The new tool is designed to help companies working with a continuous delivery process by monitoring all of the builds, regardless of when they were launched. What's more, the company claims that using AI and machine learning, it can dial back a problematic build to one that worked in an automated fashion, freeing developers and operations to keep working without worry.
[...] The tool watches every build, even days after deployment, taking advantage of data from tools like AppDynamics, New Relic, Elastic and Splunk, then using AI and machine learning to identify problems and bring them back to a working state without human intervention. What's more, your team can get a unified view of performance and the quality of every build across all of your monitoring and logging tools.
So what do you think? Are you using Continuous Delivery in your shop and if so, how is that working out for you?
(Score: 1, Troll) by MichaelDavidCrawford on Thursday December 20 2018, @09:25PM (3 children)
24x7 == 666.
But seriously folks: what's 665? 667?
The neighbors of the beast.
Yes I Have No Bananas. [gofundme.com]
(Score: 2) by JoeMerchant on Thursday December 20 2018, @10:16PM
x3.964285714 - the ratio of the tool.
🌻🌻 [google.com]
(Score: 2) by shortscreen on Friday December 21 2018, @10:17AM
I'm not sure I understood your post, but I have a sudden urge to setup a 666MHz Pentium 3 with 666MB of RAM.

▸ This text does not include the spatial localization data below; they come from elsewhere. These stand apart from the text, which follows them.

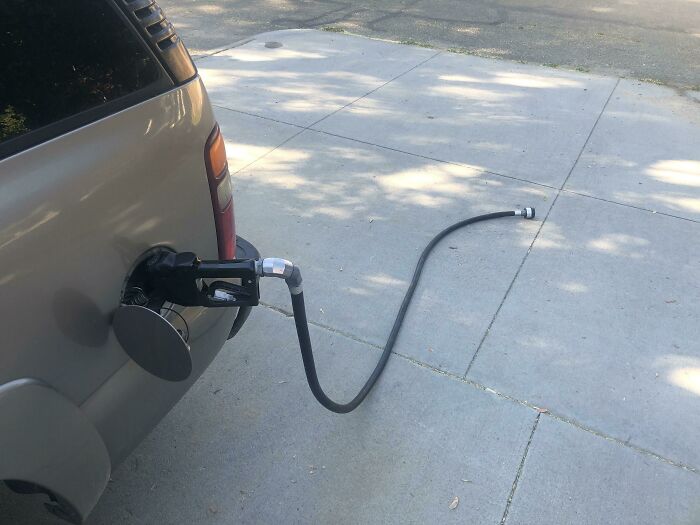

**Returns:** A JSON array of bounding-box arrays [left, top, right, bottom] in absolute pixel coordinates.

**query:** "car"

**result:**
[[0, 1, 255, 522]]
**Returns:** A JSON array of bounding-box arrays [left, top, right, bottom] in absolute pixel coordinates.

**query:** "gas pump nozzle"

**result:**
[[145, 251, 303, 308], [146, 251, 261, 308]]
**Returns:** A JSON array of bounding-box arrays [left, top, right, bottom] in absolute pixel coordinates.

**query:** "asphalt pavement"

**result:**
[[160, 0, 700, 90]]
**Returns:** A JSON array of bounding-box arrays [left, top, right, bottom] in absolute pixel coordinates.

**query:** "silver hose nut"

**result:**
[[260, 258, 294, 278], [515, 207, 536, 219]]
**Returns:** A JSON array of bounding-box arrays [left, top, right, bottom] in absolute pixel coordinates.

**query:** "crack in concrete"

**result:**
[[501, 413, 541, 525], [463, 77, 622, 377], [306, 50, 442, 129]]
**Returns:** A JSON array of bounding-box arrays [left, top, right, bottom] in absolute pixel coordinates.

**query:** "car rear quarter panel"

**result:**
[[0, 77, 236, 463]]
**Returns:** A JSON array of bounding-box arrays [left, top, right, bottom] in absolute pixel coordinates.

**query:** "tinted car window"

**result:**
[[0, 0, 171, 155]]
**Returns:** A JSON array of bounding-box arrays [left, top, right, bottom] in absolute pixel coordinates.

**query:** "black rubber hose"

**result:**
[[289, 210, 530, 413]]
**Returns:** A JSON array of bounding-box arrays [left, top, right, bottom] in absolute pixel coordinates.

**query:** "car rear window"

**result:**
[[0, 0, 172, 157]]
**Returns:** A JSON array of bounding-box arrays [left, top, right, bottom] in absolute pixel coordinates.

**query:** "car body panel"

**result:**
[[0, 378, 111, 522], [0, 76, 237, 473], [81, 304, 233, 466]]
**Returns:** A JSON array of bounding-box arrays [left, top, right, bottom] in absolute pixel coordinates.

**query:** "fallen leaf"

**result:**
[[208, 505, 218, 515], [535, 407, 549, 414], [449, 496, 459, 510]]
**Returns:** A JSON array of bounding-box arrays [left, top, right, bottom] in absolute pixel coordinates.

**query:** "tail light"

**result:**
[[204, 124, 236, 259]]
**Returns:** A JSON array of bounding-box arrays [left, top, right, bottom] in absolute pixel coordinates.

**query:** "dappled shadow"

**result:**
[[468, 188, 700, 471], [198, 30, 437, 126], [198, 30, 617, 187], [564, 79, 700, 220], [308, 51, 616, 187]]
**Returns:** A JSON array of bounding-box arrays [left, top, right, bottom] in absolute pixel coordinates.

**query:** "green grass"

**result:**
[[0, 106, 28, 140], [639, 77, 665, 86], [398, 39, 434, 49], [446, 47, 472, 55]]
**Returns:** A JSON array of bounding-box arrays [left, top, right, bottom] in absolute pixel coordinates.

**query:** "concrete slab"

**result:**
[[197, 30, 437, 127], [314, 51, 617, 187], [506, 417, 700, 525], [469, 192, 700, 468], [214, 108, 301, 174], [565, 79, 700, 222], [88, 308, 536, 524], [230, 126, 555, 374]]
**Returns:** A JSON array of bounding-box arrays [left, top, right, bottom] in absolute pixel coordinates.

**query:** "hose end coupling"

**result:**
[[257, 258, 304, 295], [515, 207, 536, 219], [258, 258, 294, 279]]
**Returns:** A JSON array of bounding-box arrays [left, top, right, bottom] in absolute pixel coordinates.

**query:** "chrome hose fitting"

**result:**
[[257, 258, 303, 295], [258, 258, 294, 279], [515, 207, 536, 219]]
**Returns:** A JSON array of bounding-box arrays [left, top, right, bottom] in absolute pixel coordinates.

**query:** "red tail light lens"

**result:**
[[204, 124, 236, 259]]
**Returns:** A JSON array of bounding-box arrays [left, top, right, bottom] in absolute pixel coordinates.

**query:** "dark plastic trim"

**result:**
[[116, 0, 197, 85]]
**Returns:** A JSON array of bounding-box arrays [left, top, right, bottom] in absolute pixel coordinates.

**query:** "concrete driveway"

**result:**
[[5, 29, 699, 524]]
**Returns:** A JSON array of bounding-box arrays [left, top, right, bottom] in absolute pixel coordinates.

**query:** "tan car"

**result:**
[[0, 1, 254, 522]]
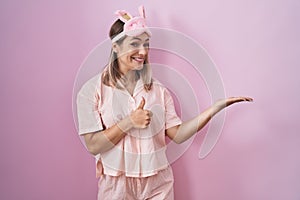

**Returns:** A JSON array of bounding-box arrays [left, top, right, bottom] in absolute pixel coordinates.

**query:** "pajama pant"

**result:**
[[97, 167, 174, 200]]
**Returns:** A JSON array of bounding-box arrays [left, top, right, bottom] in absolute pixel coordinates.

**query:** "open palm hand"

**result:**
[[214, 96, 253, 109]]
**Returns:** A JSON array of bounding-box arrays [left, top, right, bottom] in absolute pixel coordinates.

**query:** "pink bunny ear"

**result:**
[[138, 5, 145, 18], [115, 10, 132, 22]]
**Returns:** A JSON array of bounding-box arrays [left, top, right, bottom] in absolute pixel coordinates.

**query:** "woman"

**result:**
[[76, 6, 253, 200]]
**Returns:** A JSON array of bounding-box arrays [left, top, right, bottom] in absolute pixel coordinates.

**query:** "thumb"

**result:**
[[137, 97, 145, 110]]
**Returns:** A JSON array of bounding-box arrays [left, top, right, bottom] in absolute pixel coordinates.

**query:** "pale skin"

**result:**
[[83, 33, 253, 155]]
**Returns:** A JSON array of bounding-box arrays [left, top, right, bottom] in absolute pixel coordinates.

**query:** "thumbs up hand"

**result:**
[[130, 97, 152, 129], [137, 97, 146, 110]]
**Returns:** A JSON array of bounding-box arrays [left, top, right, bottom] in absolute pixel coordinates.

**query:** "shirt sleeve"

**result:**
[[76, 76, 104, 135], [164, 88, 182, 129]]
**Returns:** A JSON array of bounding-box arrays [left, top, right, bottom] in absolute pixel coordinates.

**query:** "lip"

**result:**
[[131, 56, 145, 63]]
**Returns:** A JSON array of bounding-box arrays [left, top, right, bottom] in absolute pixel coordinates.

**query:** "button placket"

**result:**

Getting to 666MB by using power-of-two modules would require five different ones and I don't have a board with five DIMM slots. Plus, 16MB, 8MB, and 2MB DIMMs probably don't exist and would have to be fashioned from larger DIMMs. Hacking the BIOS to only detect 666MB would be easier.
Thinking about it further, I don't need a P3. Athlon XP-mobile can switch down to 666MHz easily using software.